New live stage monitoring technique - wanted to share

olorin

Member
I’ve used the FM3 for years now and love it. One thing that has always bothered me however, was what I perceived as excessive brightness through my monitor on stage. And I’ve watched a ton of great videos from Leon, Cooper Carter, etc for live sound tips. I’m the lead singer and only guitarist in a cover band playing the usual - bars, clubs, outdoor festivals, etc. I also run the sound from stage through our QSC PA. I’ve dialed in pretty good tones to my ears out of the FM3 and know that the brightness cuts through nicely in the mix. In addition, I’m a tele guy, so I know how bright the guitar is as well.

Was messing around with the Dyna cabs, which I now love and then a thought popped into my head - to simply use the Output 2 Global EQ band to send a second signal to the board to feed into my QSC K10 monitor, which I use for my guitar and vocals. So Output 1 goes to FOH with no Global EQ tweak. On Output 2 I cut the lows below about 100 Hz, the highs from 8k and up, and also reduce 2K and 4K about 2-3 dbs.

And voila, FOH gets signal it needs and now my monitor feed is like an amp in the room, without touching my FOH tone. Was considering getting a different FRFR for the stage but this seems like a great alternative and less gear to carry.

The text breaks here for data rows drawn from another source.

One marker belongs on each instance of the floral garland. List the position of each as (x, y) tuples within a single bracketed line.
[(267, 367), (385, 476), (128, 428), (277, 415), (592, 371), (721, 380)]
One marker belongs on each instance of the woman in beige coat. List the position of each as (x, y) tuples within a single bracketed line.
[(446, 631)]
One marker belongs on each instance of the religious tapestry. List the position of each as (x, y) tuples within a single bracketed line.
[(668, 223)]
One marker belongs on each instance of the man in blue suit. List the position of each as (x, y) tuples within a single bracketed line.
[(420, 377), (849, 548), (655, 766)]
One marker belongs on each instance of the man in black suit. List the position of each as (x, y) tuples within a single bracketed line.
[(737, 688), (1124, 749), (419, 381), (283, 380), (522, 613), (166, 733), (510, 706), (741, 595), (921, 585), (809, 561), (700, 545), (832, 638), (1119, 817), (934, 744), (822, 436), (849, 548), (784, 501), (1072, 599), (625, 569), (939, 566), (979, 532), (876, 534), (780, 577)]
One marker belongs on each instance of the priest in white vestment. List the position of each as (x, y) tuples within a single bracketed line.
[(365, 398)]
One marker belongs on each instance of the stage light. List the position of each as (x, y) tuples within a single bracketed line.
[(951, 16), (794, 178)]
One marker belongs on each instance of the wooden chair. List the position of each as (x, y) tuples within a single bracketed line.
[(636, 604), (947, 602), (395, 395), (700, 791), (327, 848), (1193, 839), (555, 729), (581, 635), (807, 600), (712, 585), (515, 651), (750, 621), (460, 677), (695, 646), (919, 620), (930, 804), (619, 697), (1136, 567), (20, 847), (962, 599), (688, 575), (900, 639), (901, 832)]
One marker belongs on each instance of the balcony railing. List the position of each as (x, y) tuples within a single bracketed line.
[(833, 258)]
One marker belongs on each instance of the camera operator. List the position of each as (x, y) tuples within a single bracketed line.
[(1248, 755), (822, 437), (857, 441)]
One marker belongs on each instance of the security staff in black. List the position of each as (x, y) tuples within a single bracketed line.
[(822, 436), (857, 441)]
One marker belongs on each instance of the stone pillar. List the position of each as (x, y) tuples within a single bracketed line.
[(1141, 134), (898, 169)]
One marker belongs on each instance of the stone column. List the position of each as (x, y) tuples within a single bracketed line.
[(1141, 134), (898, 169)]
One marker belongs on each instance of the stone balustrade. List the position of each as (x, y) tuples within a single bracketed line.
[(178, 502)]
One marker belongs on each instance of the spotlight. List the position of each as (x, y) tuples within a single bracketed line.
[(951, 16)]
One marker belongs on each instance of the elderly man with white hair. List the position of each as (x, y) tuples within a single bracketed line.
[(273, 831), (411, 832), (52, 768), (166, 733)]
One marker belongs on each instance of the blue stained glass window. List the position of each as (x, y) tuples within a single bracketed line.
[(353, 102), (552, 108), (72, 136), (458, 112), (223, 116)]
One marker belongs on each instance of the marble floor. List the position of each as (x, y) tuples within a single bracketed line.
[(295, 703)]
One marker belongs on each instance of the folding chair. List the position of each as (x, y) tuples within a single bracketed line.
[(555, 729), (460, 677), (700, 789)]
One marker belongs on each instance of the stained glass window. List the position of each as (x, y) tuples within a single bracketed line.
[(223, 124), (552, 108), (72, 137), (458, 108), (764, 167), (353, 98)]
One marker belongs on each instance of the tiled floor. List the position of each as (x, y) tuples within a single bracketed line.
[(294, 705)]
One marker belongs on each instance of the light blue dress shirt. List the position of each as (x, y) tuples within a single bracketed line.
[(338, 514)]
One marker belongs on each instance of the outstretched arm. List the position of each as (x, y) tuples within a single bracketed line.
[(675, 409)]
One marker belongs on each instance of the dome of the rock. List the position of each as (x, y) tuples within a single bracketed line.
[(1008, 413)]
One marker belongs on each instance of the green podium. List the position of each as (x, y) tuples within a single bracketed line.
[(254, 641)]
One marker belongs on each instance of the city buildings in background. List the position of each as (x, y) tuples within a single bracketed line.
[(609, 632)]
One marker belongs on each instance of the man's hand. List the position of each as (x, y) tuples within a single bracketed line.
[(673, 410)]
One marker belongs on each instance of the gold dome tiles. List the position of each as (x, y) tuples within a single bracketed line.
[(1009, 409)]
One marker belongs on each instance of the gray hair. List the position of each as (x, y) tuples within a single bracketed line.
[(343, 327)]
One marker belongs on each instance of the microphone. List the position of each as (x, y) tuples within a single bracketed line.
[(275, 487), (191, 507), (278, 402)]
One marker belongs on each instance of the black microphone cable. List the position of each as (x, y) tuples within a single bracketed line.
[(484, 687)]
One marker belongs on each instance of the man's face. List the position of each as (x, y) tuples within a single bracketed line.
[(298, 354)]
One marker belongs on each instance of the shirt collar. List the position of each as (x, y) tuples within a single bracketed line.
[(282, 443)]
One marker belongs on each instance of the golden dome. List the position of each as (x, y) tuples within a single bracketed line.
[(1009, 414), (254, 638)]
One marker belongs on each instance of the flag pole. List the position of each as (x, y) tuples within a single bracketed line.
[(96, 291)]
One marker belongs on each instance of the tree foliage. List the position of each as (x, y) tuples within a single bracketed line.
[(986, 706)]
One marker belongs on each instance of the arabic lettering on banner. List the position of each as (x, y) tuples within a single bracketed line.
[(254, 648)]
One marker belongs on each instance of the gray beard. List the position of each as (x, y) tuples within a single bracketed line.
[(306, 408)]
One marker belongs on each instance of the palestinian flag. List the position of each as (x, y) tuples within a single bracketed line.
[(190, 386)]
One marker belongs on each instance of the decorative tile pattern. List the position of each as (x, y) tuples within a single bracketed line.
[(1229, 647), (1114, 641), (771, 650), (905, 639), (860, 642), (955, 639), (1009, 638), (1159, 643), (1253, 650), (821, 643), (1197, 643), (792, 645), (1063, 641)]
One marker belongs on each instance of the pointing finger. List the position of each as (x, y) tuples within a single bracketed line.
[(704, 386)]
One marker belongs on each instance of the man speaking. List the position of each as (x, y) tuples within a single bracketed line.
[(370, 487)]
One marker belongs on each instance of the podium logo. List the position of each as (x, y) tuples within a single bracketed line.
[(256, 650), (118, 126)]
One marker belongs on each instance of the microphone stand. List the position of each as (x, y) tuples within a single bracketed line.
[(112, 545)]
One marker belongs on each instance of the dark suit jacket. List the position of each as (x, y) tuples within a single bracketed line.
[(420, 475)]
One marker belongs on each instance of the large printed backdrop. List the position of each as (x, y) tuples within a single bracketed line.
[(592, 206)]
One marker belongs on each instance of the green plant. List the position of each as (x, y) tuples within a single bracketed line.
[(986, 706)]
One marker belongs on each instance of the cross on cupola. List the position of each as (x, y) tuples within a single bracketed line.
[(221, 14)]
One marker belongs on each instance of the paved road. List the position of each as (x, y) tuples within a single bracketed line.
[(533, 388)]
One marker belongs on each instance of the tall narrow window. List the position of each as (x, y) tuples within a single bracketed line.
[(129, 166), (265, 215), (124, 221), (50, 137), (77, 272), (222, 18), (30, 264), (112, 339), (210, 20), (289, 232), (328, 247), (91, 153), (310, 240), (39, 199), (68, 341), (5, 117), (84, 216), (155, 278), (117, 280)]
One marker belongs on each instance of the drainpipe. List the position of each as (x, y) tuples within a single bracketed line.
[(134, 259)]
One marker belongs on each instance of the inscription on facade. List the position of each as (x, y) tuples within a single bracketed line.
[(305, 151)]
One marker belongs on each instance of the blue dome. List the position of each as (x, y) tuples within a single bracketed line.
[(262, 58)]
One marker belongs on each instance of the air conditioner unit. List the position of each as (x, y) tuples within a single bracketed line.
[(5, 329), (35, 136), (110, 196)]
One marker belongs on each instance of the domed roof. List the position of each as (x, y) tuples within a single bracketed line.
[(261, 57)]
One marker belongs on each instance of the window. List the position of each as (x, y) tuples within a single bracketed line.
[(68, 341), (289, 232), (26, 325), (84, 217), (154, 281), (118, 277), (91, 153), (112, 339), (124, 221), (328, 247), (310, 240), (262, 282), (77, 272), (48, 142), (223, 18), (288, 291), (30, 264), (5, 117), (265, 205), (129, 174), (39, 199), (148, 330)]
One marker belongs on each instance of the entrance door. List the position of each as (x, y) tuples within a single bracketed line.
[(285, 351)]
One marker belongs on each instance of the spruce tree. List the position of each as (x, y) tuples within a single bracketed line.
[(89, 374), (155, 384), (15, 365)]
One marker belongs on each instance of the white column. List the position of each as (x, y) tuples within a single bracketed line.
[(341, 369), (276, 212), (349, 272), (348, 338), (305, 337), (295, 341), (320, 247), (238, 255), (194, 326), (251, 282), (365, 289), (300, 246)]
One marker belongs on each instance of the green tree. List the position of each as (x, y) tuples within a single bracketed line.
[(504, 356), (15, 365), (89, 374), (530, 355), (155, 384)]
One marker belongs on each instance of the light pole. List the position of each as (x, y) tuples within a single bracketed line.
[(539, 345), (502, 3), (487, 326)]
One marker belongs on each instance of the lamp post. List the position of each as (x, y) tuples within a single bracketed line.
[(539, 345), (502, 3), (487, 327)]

Don’t know if anyone posted anything like this so just wanted to share.
 
I use an FM3 and use a Qsc k8 as a monitor. The first live gig my tone was too thin.
So I changed around a few amps , reevaluated my low / high cuts and used Output 2 to do just as you did.

At home it definitely sounds much better but need another gig before I get too cocky.
 
Thanks!

Do you also EQ in the cab block? I ask because I've found that in order to get close to what I'd typically get with a mic'd cab, I do need to do some EQing - including cutting lows and highs at about the frequencies where you are - notwithstanding that this shouldn't be the case (for example, the cuts inherent in using a mic'd guitar cab should already be reflected in the IR?). And I chose to do it in the Cab block because I run some things through the FM3 that may warrant extended range (including acoustic instruments and including synths), so my thinking is that when using electric guitar with the Cab blocks the EQ cuts will be in place, but when I bypass the Cab block for acoustic instruments, synths, etc. I'm not necessarily cutting (though of course I can still add those, if warranted, using an EQ block or other mechanism). One advantage of your approach though is that FoH can do their owns cuts (though I suspect in many cases they are doing similar - for example, HPF and LPF), whereas I'm cutting right in the preset/scenes so FoH doesn't even get the extended range.
 
I actually us a PEQ right after the cab block to make any tweaks that I need. I had stayed away from Dyna Cabs, but really took some time with them and now use them exclusively. My clean tone is a 59 Bassman amp and believe it or not I found the Dyna Cab Princetone to be exactly what I was looking for.
 
I’m sure you could send only one output with the same cuts to both monitor and foh.

These are reasonable cuts and exactly what you would send to foh.